This is false in general, as I have indicated in my answer to the question linked to above. Apparently my recipe was too hard to execute, so I'll do so here.$\newcommand\span{\operatorname{span}}$
We want to define four planes in $K^3$ (where $K$ is the base field), given by equations $x=0$, $y=0$, $z=0$ and $x+y=0$ respectively, each as the span of two out of $8$ vectors $v_1,\ldots,v_8$, where no triple of these vectors are linearly dependent. This can be done (for $K=\mathbf Q$) by taking $v_j$ to be column $j$ of the following matrix $ \begin{pmatrix} 0 & 0 & 1 & 1 & 1 & 1 & 1 & 1 \\ 1 & 1 & 0 & 0 & 1 & 2 &-1 &-1 \\ 1 & 2 & 1 & 2 & 0 & 0 & 5 & 6 \\ \end{pmatrix}, $ for which one can check that all $56$ of its $3\times 3$ minors are nonzero. As a consequence the span of any $d$ distinct vectors $v_j$ is of dimension $\min(d,3)$.

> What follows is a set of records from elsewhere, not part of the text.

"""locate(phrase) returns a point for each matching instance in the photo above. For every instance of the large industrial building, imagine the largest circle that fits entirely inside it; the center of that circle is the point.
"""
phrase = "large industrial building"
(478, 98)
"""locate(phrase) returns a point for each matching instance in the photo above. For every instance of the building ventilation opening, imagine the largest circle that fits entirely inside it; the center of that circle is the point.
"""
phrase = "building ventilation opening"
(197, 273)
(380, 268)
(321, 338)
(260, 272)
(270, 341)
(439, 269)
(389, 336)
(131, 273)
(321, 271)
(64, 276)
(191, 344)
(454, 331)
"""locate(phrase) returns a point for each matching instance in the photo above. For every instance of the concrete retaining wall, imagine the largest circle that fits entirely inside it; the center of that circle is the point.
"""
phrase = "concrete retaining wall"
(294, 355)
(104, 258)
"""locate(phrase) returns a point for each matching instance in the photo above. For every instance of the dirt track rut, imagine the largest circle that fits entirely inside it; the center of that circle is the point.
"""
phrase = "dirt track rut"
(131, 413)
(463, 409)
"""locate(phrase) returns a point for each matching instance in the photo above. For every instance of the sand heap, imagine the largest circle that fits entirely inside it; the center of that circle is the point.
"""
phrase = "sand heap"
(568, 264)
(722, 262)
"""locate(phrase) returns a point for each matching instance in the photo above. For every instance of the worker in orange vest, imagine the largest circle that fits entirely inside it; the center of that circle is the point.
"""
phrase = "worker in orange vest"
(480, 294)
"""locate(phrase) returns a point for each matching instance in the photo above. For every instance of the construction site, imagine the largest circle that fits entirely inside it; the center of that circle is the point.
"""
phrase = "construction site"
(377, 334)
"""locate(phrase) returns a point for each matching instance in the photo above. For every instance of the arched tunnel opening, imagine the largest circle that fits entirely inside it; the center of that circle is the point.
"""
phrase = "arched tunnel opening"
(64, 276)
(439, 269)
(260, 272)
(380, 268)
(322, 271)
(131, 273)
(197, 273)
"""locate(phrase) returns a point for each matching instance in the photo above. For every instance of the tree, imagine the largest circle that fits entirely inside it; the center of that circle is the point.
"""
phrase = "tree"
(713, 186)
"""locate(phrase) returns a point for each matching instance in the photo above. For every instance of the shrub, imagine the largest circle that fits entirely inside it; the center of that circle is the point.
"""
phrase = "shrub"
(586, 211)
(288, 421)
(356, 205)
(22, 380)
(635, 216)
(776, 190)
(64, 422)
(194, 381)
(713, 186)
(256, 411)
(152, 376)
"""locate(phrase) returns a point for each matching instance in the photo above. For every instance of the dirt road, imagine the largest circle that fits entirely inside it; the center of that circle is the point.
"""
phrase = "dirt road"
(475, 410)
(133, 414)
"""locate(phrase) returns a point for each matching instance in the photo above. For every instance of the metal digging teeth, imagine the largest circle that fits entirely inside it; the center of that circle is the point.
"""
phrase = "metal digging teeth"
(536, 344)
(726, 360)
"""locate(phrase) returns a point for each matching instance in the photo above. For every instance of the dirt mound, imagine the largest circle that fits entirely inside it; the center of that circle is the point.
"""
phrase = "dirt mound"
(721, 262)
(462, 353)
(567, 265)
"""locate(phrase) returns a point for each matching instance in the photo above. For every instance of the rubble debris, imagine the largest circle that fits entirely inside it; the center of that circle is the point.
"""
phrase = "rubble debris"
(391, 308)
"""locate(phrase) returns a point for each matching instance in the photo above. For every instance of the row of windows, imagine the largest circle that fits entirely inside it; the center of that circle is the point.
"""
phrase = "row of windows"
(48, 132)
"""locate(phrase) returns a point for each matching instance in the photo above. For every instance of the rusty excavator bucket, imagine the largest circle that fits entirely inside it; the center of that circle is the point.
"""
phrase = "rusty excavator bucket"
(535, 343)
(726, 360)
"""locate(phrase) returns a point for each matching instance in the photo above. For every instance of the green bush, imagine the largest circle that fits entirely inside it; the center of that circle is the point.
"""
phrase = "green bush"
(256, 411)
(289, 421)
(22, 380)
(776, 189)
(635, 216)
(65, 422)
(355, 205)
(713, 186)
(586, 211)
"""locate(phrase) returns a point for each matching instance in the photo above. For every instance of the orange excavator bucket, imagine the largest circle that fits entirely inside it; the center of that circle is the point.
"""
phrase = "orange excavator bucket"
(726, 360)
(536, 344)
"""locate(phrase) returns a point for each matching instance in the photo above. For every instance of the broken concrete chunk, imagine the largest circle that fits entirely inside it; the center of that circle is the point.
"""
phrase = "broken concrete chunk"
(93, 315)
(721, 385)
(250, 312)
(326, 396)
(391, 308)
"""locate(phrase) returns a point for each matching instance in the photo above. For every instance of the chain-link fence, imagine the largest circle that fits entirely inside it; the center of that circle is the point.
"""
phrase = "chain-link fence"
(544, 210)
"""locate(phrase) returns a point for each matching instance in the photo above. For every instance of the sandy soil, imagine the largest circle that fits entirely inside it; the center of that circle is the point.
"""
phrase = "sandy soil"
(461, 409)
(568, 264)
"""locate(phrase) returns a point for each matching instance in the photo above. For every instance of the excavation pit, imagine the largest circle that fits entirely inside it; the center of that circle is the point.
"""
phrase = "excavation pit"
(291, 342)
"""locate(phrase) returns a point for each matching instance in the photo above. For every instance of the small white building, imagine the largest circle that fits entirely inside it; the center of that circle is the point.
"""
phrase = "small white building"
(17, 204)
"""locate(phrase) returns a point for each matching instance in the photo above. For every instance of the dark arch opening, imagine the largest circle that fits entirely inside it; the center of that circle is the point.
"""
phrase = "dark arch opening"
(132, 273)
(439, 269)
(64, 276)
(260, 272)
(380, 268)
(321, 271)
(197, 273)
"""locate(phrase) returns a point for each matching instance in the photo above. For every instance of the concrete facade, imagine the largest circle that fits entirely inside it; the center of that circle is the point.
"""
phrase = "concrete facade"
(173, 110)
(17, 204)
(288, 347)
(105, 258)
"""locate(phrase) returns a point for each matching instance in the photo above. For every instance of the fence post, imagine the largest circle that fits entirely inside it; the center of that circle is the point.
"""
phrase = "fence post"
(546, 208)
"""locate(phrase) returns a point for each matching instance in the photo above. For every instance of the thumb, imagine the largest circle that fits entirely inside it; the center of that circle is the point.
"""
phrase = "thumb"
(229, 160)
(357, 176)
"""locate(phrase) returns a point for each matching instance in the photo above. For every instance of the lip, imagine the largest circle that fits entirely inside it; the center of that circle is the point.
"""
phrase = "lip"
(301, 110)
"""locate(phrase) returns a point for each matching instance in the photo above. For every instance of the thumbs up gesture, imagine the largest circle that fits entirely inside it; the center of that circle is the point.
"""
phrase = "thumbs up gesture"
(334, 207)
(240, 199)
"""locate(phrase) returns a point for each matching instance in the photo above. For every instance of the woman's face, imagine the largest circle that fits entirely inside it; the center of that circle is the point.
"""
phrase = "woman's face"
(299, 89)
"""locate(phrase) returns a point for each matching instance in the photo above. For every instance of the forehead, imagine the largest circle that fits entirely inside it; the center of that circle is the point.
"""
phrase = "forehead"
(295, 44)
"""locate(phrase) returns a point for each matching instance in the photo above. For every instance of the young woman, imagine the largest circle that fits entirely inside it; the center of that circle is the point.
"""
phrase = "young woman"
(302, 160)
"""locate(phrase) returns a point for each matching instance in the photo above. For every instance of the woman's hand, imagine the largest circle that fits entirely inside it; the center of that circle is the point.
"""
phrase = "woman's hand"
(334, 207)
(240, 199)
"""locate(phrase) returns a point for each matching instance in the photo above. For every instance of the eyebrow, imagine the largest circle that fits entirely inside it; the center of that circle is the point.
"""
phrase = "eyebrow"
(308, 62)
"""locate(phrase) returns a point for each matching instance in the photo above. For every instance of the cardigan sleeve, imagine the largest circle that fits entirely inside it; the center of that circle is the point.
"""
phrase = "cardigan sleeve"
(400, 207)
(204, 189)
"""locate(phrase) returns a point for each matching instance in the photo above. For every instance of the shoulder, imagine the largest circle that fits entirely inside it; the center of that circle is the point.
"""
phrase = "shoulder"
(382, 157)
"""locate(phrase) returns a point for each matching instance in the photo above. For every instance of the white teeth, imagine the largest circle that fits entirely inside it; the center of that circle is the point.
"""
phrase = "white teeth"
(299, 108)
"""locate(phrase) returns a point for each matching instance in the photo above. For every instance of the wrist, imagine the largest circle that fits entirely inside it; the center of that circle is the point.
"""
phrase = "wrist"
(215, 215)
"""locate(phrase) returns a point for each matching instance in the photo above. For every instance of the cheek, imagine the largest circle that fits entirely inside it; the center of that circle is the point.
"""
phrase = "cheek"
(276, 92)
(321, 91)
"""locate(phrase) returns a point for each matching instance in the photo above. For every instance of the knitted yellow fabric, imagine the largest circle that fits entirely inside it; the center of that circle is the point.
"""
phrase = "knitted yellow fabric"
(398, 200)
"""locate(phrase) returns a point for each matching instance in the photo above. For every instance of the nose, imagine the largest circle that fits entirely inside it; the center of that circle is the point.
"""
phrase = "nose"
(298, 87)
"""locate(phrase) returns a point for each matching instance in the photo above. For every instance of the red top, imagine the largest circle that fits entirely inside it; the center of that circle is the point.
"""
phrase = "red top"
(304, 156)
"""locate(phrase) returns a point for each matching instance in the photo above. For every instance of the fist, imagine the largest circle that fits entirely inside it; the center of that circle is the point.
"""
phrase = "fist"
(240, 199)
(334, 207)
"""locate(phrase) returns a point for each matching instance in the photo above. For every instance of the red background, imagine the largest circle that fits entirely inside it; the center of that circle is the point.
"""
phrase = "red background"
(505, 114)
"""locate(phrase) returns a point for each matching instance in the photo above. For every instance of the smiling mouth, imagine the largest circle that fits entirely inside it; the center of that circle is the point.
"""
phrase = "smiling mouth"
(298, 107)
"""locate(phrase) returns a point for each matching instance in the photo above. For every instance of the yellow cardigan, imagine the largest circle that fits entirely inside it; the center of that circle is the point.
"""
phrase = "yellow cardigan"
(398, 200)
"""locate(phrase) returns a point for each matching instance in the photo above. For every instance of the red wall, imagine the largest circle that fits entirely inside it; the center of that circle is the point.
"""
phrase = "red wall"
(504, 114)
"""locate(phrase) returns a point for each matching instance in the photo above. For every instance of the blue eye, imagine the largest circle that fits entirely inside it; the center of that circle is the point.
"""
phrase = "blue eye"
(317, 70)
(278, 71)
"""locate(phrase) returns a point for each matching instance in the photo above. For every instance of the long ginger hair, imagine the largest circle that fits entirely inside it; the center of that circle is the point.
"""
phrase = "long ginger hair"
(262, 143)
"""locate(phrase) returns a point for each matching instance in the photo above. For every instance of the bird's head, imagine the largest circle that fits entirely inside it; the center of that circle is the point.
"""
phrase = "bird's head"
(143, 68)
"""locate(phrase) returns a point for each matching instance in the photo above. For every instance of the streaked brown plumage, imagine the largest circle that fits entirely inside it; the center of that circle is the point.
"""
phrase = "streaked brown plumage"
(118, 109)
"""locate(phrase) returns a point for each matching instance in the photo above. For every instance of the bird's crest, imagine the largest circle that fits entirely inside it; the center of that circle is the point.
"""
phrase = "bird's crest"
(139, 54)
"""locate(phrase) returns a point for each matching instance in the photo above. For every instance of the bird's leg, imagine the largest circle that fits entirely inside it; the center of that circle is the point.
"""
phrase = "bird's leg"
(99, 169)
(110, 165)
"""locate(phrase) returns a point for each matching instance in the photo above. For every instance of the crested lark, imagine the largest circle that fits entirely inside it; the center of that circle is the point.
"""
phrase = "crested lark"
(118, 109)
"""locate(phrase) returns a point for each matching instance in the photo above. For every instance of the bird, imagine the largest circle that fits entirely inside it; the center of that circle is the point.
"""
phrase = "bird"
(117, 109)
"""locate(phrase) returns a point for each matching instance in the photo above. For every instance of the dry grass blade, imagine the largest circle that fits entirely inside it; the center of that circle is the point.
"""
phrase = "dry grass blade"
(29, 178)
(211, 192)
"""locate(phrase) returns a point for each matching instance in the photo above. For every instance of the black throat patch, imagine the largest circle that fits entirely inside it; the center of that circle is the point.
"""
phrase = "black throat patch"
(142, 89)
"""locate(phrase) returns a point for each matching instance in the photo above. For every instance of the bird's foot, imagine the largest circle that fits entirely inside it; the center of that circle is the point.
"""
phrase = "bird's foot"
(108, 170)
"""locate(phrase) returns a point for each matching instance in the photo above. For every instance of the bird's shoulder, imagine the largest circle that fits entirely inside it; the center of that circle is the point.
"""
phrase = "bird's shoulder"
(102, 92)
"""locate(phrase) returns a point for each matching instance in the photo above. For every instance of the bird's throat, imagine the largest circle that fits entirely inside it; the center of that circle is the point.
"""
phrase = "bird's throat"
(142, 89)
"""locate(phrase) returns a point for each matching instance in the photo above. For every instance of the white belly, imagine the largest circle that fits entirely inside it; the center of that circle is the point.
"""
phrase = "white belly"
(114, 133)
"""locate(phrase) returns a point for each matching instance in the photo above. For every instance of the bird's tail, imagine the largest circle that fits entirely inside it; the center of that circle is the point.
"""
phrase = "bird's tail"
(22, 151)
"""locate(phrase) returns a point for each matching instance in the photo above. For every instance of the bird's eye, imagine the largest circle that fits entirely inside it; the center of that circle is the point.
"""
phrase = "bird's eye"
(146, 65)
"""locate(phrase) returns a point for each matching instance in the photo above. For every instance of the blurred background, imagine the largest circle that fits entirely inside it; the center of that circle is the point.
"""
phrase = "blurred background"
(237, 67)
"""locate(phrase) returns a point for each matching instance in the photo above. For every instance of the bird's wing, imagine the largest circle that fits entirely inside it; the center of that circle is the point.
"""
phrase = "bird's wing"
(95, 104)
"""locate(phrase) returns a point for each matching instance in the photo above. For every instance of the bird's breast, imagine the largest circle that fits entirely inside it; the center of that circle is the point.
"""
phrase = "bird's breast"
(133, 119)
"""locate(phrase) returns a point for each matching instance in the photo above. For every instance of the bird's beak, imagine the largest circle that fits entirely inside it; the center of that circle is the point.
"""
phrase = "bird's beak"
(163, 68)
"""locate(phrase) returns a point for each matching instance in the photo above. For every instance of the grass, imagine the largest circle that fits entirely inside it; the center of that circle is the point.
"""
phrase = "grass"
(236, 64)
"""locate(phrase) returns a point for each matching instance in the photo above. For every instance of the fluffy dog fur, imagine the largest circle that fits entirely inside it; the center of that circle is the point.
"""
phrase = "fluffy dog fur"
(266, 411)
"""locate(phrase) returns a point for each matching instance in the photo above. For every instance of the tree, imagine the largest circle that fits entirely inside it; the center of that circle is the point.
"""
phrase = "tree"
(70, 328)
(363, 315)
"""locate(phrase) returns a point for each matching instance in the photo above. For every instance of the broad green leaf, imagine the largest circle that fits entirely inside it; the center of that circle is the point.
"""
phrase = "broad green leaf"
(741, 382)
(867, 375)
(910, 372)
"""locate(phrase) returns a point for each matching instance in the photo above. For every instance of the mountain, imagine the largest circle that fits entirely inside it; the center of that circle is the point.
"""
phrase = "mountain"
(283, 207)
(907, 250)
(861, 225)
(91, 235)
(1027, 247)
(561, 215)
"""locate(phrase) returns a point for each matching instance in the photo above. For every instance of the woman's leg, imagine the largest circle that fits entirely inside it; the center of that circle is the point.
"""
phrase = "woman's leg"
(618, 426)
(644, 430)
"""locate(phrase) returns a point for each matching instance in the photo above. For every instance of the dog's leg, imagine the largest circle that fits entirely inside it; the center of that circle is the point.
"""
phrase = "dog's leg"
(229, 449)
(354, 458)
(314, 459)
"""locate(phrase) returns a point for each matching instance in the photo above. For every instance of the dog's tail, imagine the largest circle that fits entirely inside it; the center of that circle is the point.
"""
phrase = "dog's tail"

Now taking $S=\{v_1,v_2,v_3,v_4,v_5,v_6\}$ and $S'=\{v_1,v_2,v_3,v_4,v_7,v_8\}$ (so $v'_i=v_i$ for $i\leq 4$ and $v'_5=v_7, v'_6=v_8$), and then $A_1=A'_1=\{v_1,v_2\}$, $A_2=A'_2=\{v_3,v_4\}$, $A_3=\{v_5,v_6\}$ and $A'_3=\{v'_5,v'_6\}=\{v_7,v_8\}$, one has $ 0=\dim\span(A_1)\cap\span(A_2)\cap\span(A_3)\neq\dim\span(A'_1)\cap\span(A'_2)\cap \span(A'_3)=1. $ It may be noted that an intersection of at least three subspaces is needed, since $ \dim(A\cap B)=\dim A+\dim B-\dim(A+B). $ Note also that although the intersection $A_1\cap A_2$ occurs on both sides, I have avoided choosing any of the $v_i$ on that line ($x=y=0$).